03 July 2008
The First 4th of July
Only two people signed the Declaration of Independence on July 4th, John Hancock and Charles Thomson. Most of the rest signed on August 2, but the last signature wasn't added until 5 years later.
Have you ever wondered what happened to the 56 men who signed the Declaration of Independence?
Four of the signers were captured by the British as traitors, and at least two tortured. Twelve had their homes ransacked and burned. Two lost their sons serving in the Revolutionary Army, another had two sons captured.
Nine of the 56 fought and died from wounds or hardships of the Revolutionary War.
Twenty-four were lawyers and jurists. Eleven were merchants, nine were farmers and large plantation owners, men of means, well-educated. But they signed the Declaration of Independence knowing full well that the penalty would be death if they were captured.
Carter Braxton of Virginia, a wealthy planter and trader, saw his ships swept from the seas by the British Navy. He sold his home and properties to pay his debts, and died in rags.
Thomas McKeam was so hounded by the British that he was forced to move his family almost constantly. He served in the Congress without pay, and his family was kept in hiding. His possessions were taken from him, and poverty was his reward.
Vandals or soldiers looted the properties of Eillery, Hall, Clymer, Walton, Gwinnett, Heyward, Ruttledge, and Middleton. At the battle of Yorktown, Thomas Nelson, Jr., noted that the British General Cornwallis had taken over the Nelson home for his headquarters. He quietly urged General George Washington to open fire. The home was destroyed, and Nelson died bankrupt.
Francis Lewis had his home and properties destroyed. The enemy jailed his wife, and she died within a few months.
John Hart was driven from his wife's bedside as she was dying. Their 13 children fled for their lives. His fields and his gristmill were laid to waste. For more than a year he lived in forests and caves, returning home to find his wife dead and his children vanished. A few weeks later he died from exhaustion and a broken heart. Morris and Livingston suffered similar fates.
Such were the stories and sacrifices of the American Revolution. These were not wild-eyed, rabble-rousing ruffians. They were soft-spoken men of means and education. They had security, but they valued liberty more. Standing tall, straight, and unwavering, they pledged: "For the support of this declaration, with firm reliance on the protection of the divine providence, we mutually pledge to each other, our lives, our fortunes, and our sacred honor."
They gave you and me a free and independent America. The history books never told us a lot of what happened in the Revolutionary War. Our forefathers didn't just fight the British. They were British subjects at that time, and they fought their own government! Some of us take these liberties so much for granted...and we shouldn't.

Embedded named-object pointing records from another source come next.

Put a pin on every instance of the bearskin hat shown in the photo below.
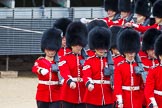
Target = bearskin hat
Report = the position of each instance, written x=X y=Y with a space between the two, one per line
x=149 y=38
x=111 y=5
x=51 y=39
x=62 y=24
x=99 y=38
x=128 y=41
x=114 y=30
x=143 y=7
x=94 y=23
x=125 y=5
x=76 y=34
x=157 y=7
x=158 y=44
x=152 y=1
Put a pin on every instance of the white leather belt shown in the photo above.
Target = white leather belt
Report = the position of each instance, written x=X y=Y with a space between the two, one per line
x=77 y=79
x=48 y=82
x=158 y=92
x=130 y=88
x=101 y=81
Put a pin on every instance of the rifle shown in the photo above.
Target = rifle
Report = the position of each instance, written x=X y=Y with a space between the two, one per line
x=84 y=55
x=139 y=69
x=109 y=71
x=55 y=68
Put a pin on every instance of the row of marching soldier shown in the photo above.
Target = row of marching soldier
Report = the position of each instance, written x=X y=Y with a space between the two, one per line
x=105 y=63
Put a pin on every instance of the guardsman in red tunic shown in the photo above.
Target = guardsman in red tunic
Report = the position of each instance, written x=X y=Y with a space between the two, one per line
x=62 y=24
x=98 y=89
x=111 y=7
x=127 y=83
x=142 y=15
x=147 y=54
x=153 y=87
x=149 y=37
x=126 y=8
x=90 y=26
x=117 y=57
x=70 y=66
x=48 y=89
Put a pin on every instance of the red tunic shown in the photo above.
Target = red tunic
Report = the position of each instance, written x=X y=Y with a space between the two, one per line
x=69 y=70
x=149 y=63
x=154 y=82
x=102 y=94
x=124 y=75
x=142 y=28
x=90 y=53
x=46 y=93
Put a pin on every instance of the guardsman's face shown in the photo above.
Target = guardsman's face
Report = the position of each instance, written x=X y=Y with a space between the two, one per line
x=160 y=57
x=64 y=42
x=111 y=13
x=140 y=19
x=124 y=14
x=76 y=49
x=100 y=52
x=158 y=20
x=130 y=56
x=50 y=53
x=115 y=51
x=151 y=53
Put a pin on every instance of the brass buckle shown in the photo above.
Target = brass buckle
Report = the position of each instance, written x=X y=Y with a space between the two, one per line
x=102 y=81
x=78 y=79
x=132 y=88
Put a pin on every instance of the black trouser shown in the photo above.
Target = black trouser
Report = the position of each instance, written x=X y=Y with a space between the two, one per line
x=72 y=105
x=95 y=106
x=41 y=104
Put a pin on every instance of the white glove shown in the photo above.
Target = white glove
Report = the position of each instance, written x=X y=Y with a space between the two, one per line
x=83 y=20
x=44 y=71
x=72 y=85
x=120 y=101
x=90 y=87
x=120 y=105
x=153 y=101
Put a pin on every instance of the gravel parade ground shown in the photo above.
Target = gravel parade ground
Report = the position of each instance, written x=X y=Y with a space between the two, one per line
x=18 y=92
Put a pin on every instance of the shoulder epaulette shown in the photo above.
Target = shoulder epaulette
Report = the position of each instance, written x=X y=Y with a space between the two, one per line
x=91 y=57
x=120 y=63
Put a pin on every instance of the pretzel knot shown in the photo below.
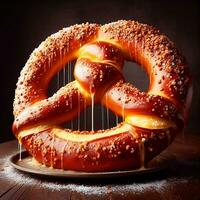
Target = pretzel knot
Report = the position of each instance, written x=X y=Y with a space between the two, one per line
x=151 y=119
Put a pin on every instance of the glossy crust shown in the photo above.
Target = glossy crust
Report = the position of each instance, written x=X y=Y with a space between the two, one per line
x=100 y=52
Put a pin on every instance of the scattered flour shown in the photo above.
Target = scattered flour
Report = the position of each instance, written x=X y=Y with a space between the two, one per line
x=11 y=174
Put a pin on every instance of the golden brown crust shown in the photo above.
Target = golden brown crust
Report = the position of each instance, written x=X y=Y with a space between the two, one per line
x=100 y=53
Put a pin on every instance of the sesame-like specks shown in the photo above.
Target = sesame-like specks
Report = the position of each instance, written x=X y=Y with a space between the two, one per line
x=31 y=105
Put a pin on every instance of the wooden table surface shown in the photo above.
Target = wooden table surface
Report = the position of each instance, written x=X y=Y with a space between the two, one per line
x=180 y=181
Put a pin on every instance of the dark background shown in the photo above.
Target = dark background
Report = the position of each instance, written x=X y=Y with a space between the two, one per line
x=25 y=25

So, let's take a few moments while enjoying our 4th of July holiday and silently appreciate these patriots and thank the God who moved them. It's not much to ask for the price they paid.
(*) I researched the above information the best I could; I feel confident that most is true or at least very close to the truth. I do not want to take away for the many Soldiers that have given the ultimate sacrifice for our freedom today, just to highlight those brave men that started this great democracy experiment.